Moreover, it's clear that in this political climate, further efforts at gun
control are a nonstarter. You can talk until you're blue in the face about
the 30,000 gun deaths each year, about children who are nine times as likely
to die in a gun accident in America as elsewhere in the developed world,
about the $17,000 average cost (half directly borne by taxpayers) of
treating each gun injury. But nationally, gun control is dead.

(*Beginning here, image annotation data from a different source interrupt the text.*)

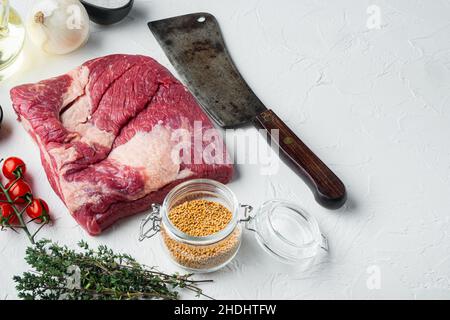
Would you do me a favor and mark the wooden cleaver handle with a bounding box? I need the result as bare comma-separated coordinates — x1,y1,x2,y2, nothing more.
254,110,347,209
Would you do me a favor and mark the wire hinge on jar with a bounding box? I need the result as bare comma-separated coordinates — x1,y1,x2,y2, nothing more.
139,203,162,241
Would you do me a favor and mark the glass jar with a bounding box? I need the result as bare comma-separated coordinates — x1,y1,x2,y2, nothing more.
139,179,328,273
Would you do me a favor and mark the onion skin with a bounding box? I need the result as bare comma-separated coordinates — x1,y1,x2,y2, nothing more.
26,0,89,54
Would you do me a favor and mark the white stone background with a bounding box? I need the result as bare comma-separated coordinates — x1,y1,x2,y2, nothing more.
0,0,450,299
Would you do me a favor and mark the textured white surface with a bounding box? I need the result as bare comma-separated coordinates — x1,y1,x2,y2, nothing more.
0,0,450,299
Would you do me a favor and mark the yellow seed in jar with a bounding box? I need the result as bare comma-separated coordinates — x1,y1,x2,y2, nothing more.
169,200,232,237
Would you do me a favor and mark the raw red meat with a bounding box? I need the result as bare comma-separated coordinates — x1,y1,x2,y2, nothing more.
11,55,233,235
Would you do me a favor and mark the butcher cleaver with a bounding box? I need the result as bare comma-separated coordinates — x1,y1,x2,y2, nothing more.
148,13,346,209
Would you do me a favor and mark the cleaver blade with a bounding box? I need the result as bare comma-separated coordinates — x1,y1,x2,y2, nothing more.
148,12,347,209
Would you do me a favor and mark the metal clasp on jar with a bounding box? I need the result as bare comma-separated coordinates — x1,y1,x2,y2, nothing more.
139,203,162,241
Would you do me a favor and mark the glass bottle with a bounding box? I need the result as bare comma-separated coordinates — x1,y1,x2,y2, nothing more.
0,0,25,81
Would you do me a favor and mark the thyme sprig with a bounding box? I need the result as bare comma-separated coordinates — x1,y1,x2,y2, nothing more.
13,240,211,300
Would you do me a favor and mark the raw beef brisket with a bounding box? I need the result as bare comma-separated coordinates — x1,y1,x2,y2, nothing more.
11,55,233,235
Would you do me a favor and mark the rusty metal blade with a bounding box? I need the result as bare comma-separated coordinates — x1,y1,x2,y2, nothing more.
148,13,267,128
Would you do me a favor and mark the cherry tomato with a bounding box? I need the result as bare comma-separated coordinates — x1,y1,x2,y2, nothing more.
26,198,50,223
5,179,31,203
2,157,27,180
0,203,19,225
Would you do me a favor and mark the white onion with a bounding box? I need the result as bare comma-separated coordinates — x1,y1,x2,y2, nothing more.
27,0,89,54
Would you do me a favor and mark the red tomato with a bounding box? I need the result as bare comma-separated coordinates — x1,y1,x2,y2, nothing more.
26,198,50,223
2,157,27,180
0,203,19,225
5,179,31,203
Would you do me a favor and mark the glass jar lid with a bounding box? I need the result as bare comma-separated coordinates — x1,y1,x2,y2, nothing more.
139,179,328,265
246,200,328,264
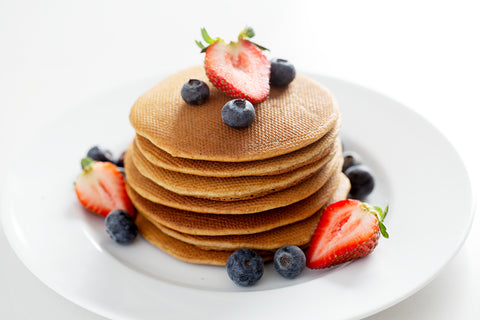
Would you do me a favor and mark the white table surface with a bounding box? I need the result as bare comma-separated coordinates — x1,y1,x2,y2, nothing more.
0,0,480,319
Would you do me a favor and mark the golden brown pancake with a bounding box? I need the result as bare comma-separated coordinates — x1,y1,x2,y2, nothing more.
136,174,349,265
127,173,348,236
129,141,341,201
135,115,341,177
130,66,339,162
125,151,343,214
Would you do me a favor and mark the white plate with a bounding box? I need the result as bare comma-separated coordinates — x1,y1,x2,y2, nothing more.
0,76,473,319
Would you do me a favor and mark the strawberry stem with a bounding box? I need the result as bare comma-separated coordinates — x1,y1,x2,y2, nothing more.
200,28,218,44
195,26,270,53
362,203,390,239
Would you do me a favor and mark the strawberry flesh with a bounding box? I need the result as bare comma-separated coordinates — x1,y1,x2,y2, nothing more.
305,199,380,269
205,40,270,103
75,161,135,217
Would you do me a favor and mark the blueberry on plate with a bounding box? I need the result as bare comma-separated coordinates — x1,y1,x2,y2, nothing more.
222,99,255,129
87,146,115,163
342,151,362,173
270,58,297,87
105,209,138,244
345,164,375,200
273,245,306,279
226,248,264,287
181,79,210,105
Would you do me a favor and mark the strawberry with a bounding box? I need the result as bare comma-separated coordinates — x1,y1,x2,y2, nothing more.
305,199,388,269
196,27,270,103
75,158,135,217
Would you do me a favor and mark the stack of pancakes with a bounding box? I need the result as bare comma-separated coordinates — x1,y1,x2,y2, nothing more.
125,66,350,265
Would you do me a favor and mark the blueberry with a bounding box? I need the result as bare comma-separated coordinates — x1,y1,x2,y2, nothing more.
270,58,297,87
105,209,138,244
87,146,115,163
181,79,210,105
273,246,306,279
342,151,362,173
345,164,375,200
226,248,263,287
222,99,255,129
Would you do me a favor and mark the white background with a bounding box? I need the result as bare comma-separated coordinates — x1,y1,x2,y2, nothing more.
0,0,480,319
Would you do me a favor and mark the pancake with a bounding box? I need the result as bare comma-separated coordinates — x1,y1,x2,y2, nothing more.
127,173,346,236
135,117,341,177
135,214,274,266
142,174,350,251
136,174,349,266
125,151,343,214
130,66,339,162
129,141,341,201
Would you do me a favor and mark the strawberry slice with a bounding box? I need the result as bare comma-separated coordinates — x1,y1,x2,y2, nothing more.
305,199,388,269
75,158,135,217
196,27,270,103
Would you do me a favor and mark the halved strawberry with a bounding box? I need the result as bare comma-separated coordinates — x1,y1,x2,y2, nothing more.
196,27,270,103
75,158,135,217
305,199,388,269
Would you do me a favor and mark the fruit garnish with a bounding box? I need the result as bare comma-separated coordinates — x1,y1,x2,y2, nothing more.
342,148,362,173
270,58,297,87
87,146,115,163
273,245,305,279
105,209,138,244
196,27,270,103
181,79,210,105
345,164,375,200
222,99,255,129
75,157,135,217
305,199,389,269
226,248,264,287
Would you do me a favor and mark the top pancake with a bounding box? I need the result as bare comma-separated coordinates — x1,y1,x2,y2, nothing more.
130,66,339,162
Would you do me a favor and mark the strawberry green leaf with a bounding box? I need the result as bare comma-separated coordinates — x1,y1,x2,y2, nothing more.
201,28,215,44
378,220,390,239
195,40,205,50
248,40,270,51
362,203,389,238
238,26,255,40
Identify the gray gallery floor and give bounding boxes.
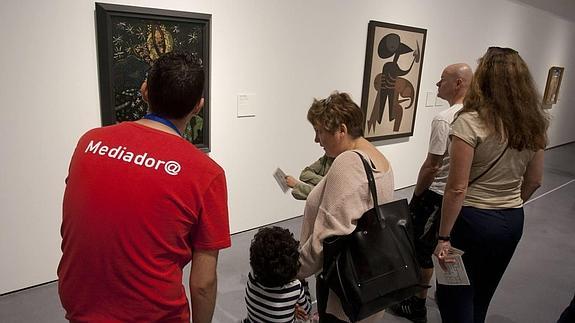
[0,143,575,323]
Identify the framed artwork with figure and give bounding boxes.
[543,66,565,106]
[361,20,427,141]
[96,3,211,152]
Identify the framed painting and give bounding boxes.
[96,3,211,152]
[543,66,565,106]
[361,20,427,141]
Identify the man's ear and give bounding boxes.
[192,98,204,115]
[140,80,148,103]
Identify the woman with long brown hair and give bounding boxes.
[435,47,548,323]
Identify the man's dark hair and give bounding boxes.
[250,227,300,287]
[148,52,205,119]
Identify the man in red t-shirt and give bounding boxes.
[58,53,231,323]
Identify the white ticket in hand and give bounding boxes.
[432,247,469,285]
[274,168,289,193]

So it's time for a fundamentally new approach, emblematic of how Democrats
must think in new ways about old issues. The new approach is to accept that
handguns are part of the American landscape, but to use a public health
approach to try to make them much safer. 

The model is automobiles, for a high rate of traffic deaths was once thought
to be inevitable. But then we figured out ways to mitigate the harm with
seat belts, air bags and collapsible steering columns, and since the 1950's
the death rate per mile driven has dropped 80 percent.

Similar steps are feasible in the world of guns.

"You can tell whether a camera is loaded by looking at it, and you should be
able to tell whether a gun is loaded by looking at it," said David Hemenway,
director of the Harvard Injury Control Research Center. Professor Hemenway
has written "Private Guns, Public Health," a brilliant and clear-eyed primer
for the country.

We take safety steps that reduce the risks of everything from chain saws (so
they don't kick back and cut off an arm) to refrigerators (so kids can't
lock themselves inside). But firearms have been exempt. Companies make
cellphones that survive if dropped, but some handguns can fire if they hit
the ground.

Professor Hemenway notes that in the 1990's, two children a year, on
average, died after locking themselves in car trunks. This was considered
unacceptable, so a government agency studied the problem, and General Motors
and Ford engineered safety mechanisms to prevent such deaths. 

In contrast, 15 children under the age of 5 die annually in fatal gun
accidents in the U.S., along with 18 children 5 to 9 years old. We routinely
make aspirin bottles childproof, but not guns, even though childproof
pistols were sold back in the 19th century - they wouldn't fire unless the
shooter put pressure on the handle as well as the trigger. 

Aside from making childproof guns, here are other steps we could take:

Require magazine safeties so a gun cannot be fired when the clip is removed
(people can forget that a bullet may still be in the chamber and pull the
trigger). Many guns already have magazine safeties, but not all.

Finance research to develop "smart guns," which can be fired only by
authorized users. If a cellphone can be locked with a PIN, why not a gun?
This innovation would protect children - and thwart criminals.

Start public safety campaigns urging families to keep guns locked up in a
gun safe or with a trigger lock (now, 12 to 14 percent of gun owners with
young children keep loaded and unlocked weapons in their homes).

Encourage doctors to counsel depressed patients not to keep guns, and to
advise new parents on storing firearms safely.

Make gun serial numbers harder for criminals to remove.

Create a national database for gun deaths. In a traffic fatality, 120 bits
of data are collected, like the positions of the passengers and the local
speed limit, so we now understand what works well (air bags, no "right on
red") and what doesn't (driver safety courses). Statistics on gun violence
are much flimsier, so we don't know what policies would work best, and much
of the data hurled by rival camps at each other is inaccurate.

Would these steps fly politically? Maybe. One poll showed that 88 percent of
the public favors requiring that guns be childproof. And such measures
demonstrate the kind of fresh thinking that can keep alive not only
thousands of Americans, but the Democratic Party as well.